Key Responsibilities:
Proficient in AWS services including EC2, VPC, Lambda, DynamoDB, API Gateway, EBS, S3, IAM, and more.
Design, implement, and maintain scalable, secure, and efficient cloud-based solutions.
Execute optimized configurations for cloud infrastructure and services.
Develop, construct, test, and maintain data architectures, such as databases and processing systems.
Write efficient Spark and Python code for data processing and manipulation.
Administer and manage multiple ETL applications, ensuring seamless data flow.
Lead end-to-end Big Data projects, from design to deployment.
Monitor and optimize Big Data systems for performance, reliability, and scalability.
Hands-on experience developing and deploying AI/ML models, especially in Natural Language Processing (NLP), Computer Vision (CV), and Generative AI (GenAI).
Collaborate with data scientists to productionize ML models and support ongoing model performance tuning.
Utilize DevOps tools for continuous integration and deployment (CI/CD).
Design and maintain Infrastructure as a Service (IaaS) ensuring scalability, fault-tolerance, and automation.
Manage servers and network infrastructure to ensure system availability and security.
Configure and maintain virtual machines and cloud-based system environments.
Monitor system logs, alerts, and performance metrics.
Install and update software packages and apply security patches.
Troubleshoot network connectivity issues and resolve infrastructure problems.
Implement and enforce security policies, protocols, and procedures.

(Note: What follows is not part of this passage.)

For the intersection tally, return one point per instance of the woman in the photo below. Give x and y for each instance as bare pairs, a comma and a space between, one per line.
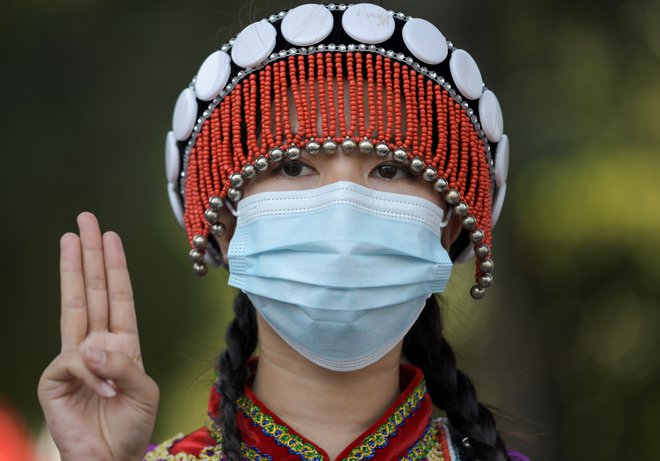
337, 160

Conduct regular data backups and disaster recovery tests.
Optimize systems for speed, efficiency, and reliability.
Collaborate with IT and development teams to support integration of new systems and applications
Qualifications:
Bachelor's degree in Computer Science, Statistics, or a related field.

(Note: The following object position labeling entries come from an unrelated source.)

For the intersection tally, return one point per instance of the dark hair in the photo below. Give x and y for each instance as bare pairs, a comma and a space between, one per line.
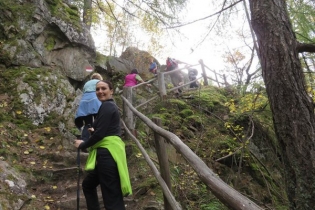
134, 71
110, 85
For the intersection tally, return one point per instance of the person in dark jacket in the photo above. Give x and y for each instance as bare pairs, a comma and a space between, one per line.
106, 163
192, 75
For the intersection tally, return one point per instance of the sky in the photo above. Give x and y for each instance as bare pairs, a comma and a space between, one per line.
185, 47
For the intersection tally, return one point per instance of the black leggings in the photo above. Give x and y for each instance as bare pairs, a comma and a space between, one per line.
106, 174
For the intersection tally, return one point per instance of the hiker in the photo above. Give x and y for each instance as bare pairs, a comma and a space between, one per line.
176, 77
88, 106
153, 66
106, 163
133, 79
192, 75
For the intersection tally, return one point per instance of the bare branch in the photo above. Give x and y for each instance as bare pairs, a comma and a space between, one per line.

5+ years of experience in cloud computing, data engineering, and related technologies.
In-depth knowledge of AWS services and cloud architecture.

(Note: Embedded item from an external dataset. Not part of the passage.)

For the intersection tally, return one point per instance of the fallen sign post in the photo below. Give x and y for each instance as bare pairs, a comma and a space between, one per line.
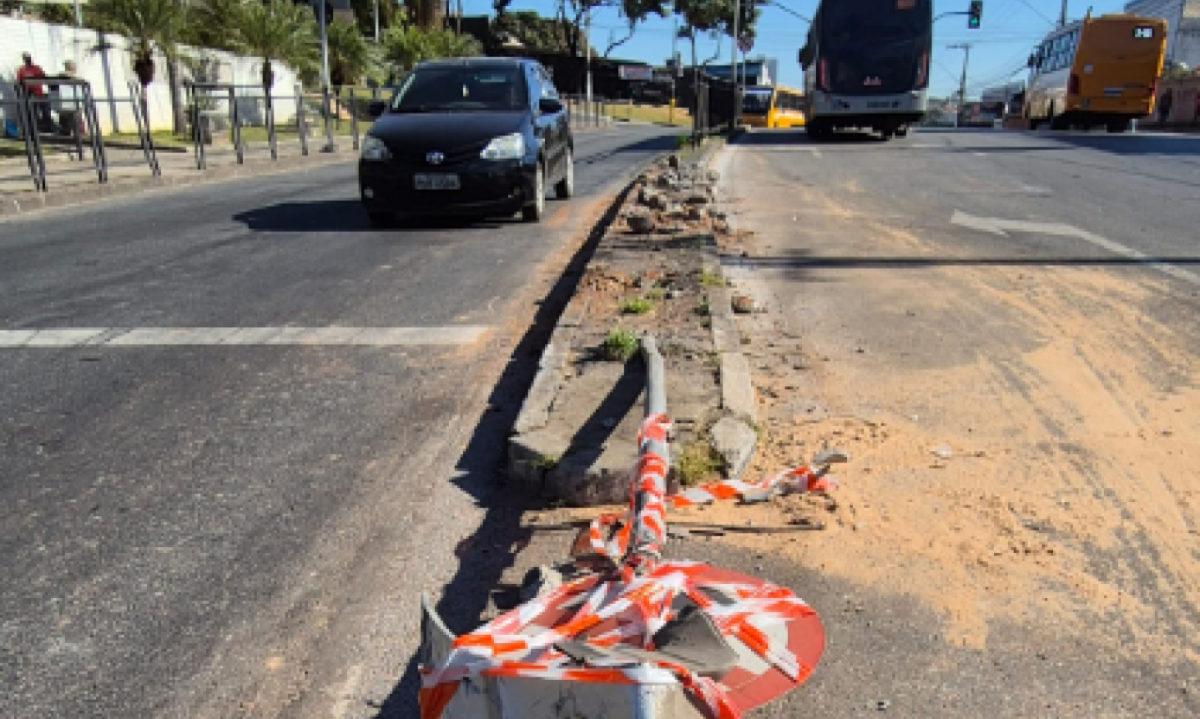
619, 631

Strong programming experience in Spark and Python.
Proven track record in Big Data applications and pipelines.
Applied experience in AI/ML models, particularly in NLP, CV, and GenAI domains.
Skilled in managing and administering ETL tools and workflows.
Experience with DevOps pipelines, CI/CD tools, and cloud automation.
Demonstrated experience with SysOps or cloud infrastructure/system operations.